Dr. McConnell and his colleagues have now detected lead in layers of ice collected in Russia and Greenland that date to the time of the Roman Empire. Lead entered the atmosphere from Roman mining operations, hitched a ride on air currents and eventually fell out of the atmosphere as snow in the Arctic, the team surmised.
The levels of lead that Dr. McConnell and his collaborators measured were extremely low, roughly one lead-containing molecule per trillion molecules of water. But the ice samples were collected thousands of miles from southern Europe, and lead concentrations would have been highly dispersed after such a long journey.
In order to estimate the amount of lead originally emitted by Roman mining operations, the researchers worked backward: Using powerful computer models of the planet’s atmosphere and making assumptions about the location of the mining sites, the team varied the amount of lead emitted to match the concentrations they measured in the ice. In one case, they assumed that all silver production took place at a historically important mining site in southwestern Spain known as Rio Tinto. In another case, they presumed that silver mining was equally spread out across dozens of sites.
The team calculated that anywhere from 3,300 to 4,600 tons of lead were being emitted into the atmosphere each year by Roman silver-mining operations. The researchers then estimated how all that lead would be scattered across the Roman Empire.
“We ran the model in the forward direction to see how those emissions would be distributed,” Dr. McConnell said.
With those atmospheric-lead concentrations in hand, the researchers next used modern-day data to estimate how much lead would have entered the bloodstreams of people in ancient Rome.
Dr. McConnell and his colleagues focused on infants and children. Young people are particularly susceptible to taking up lead from their environment via ingestion and inhalation, said Dr. Bruce Lanphear, a public heath physician at Simon Fraser University in British Columbia who was not involved in the research. “Pound for pound, children, particularly infants, eat more and breathe more.”
In recent decades, lead levels in children’s blood have been correlated with a slew of physical and mental health metrics, including I.Q., Dr. Cory-Slechta said. “We have actual data on I.Q. scores in kids with different blood-lead concentrations.”

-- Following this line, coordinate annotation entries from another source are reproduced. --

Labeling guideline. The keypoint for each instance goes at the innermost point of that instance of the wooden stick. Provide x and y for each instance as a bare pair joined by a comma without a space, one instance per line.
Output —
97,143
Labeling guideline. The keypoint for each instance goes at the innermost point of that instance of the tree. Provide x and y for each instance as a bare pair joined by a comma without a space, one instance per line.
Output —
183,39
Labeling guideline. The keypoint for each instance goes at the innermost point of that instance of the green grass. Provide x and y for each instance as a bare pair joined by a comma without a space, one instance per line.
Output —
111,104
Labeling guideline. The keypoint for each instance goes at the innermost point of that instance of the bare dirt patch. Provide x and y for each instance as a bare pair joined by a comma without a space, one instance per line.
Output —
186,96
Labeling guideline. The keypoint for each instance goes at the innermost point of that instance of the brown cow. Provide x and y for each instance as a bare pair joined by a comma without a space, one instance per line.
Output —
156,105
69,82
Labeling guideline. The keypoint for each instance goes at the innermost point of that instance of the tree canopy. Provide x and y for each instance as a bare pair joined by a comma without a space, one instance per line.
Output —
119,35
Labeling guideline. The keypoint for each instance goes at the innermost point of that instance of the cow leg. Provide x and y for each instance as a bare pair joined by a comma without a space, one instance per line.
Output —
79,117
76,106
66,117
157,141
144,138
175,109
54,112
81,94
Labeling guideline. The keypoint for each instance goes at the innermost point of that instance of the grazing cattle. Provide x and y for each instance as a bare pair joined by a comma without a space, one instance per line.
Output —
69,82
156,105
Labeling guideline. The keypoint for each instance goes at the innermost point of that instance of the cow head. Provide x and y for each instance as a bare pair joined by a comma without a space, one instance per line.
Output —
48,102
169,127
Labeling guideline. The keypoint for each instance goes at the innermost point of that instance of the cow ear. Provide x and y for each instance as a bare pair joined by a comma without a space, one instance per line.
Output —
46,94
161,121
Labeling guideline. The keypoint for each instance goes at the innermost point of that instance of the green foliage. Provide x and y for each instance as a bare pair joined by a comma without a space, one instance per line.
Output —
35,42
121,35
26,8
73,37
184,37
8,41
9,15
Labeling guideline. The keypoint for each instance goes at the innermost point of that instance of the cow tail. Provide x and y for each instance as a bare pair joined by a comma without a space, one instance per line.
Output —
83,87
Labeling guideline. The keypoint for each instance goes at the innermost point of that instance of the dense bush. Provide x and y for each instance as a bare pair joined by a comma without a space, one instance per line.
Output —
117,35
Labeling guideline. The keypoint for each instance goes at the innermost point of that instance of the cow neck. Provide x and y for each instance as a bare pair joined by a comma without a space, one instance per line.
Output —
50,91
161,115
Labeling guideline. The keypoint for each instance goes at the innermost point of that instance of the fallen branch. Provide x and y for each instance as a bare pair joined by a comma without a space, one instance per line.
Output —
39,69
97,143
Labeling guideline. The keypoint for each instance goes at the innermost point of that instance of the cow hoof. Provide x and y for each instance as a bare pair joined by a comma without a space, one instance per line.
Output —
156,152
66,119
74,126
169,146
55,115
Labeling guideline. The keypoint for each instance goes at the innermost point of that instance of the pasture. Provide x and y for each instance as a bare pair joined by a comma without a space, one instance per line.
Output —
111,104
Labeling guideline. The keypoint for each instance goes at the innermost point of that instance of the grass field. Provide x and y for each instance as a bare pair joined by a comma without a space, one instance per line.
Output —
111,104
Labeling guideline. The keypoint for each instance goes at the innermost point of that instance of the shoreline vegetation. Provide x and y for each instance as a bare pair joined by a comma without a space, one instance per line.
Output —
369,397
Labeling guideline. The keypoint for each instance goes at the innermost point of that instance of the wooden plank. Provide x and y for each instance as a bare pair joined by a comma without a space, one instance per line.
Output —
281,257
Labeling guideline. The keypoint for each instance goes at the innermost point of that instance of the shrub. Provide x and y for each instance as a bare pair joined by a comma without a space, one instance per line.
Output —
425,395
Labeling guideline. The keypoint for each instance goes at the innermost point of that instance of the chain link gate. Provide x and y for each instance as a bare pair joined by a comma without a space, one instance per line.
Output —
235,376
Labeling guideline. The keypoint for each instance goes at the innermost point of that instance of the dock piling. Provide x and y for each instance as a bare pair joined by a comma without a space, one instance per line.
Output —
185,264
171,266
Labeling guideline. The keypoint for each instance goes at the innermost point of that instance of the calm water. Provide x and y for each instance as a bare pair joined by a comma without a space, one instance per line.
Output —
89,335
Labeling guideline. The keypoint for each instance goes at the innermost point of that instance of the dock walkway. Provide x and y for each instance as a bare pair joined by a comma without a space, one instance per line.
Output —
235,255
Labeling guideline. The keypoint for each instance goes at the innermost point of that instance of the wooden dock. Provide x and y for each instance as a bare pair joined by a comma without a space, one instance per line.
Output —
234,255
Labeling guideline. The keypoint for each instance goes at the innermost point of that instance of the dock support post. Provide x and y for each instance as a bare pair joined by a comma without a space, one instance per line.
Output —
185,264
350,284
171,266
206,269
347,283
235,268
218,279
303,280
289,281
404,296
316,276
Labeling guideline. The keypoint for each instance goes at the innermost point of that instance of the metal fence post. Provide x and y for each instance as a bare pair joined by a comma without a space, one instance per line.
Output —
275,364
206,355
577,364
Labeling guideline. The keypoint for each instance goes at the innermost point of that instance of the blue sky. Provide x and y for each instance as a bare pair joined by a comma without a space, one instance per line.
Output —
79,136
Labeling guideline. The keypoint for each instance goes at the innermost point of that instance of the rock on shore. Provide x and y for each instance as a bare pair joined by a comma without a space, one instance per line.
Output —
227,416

Using those modern-day relationships, Dr. McConnell and his team estimated that children across much of the Roman Empire would have had around 2 to 5 additional micrograms of lead, per deciliter of blood. Such levels correspond to I.Q. declines of roughly 2 or 3 points.
For comparison, American children in the 1970s had average blood-lead-level enhancements of around 15 micrograms more lead per deciliter of blood before the phasing out of leaded gasoline and leaded paints. Their corresponding average I.Q. decline was about 9 points.
But lead exposure would have had other negative effects on Romans as well. Higher levels of lead in the blood have also been linked to higher incidences of preterm births and reduced cognitive functioning in old age. “It follows you throughout life,” Dr. Lanphear said.
Some scholars have hypothesized that lead poisoning played an important role in the decline of the Roman Empire. But that idea has been called into question, at least when it comes to water contaminated by lead pipes. A 2014 study showed that, while the pipes used to distribute water in Rome increased lead levels, the water was unlikely to be truly harmful.
These new findings make sense, said Hugo Delile, a geoarchaeologist at the French National Centre for Scientific Research, who was not involved in the research. “They confirm the extent of lead pollution resulting from Roman mining and metallurgical activities.”
According to Dr. McConnell, the research also confers a dubious honor on Roman mining. “To my knowledge, it’s the earliest example of widespread industrial pollution,” he said.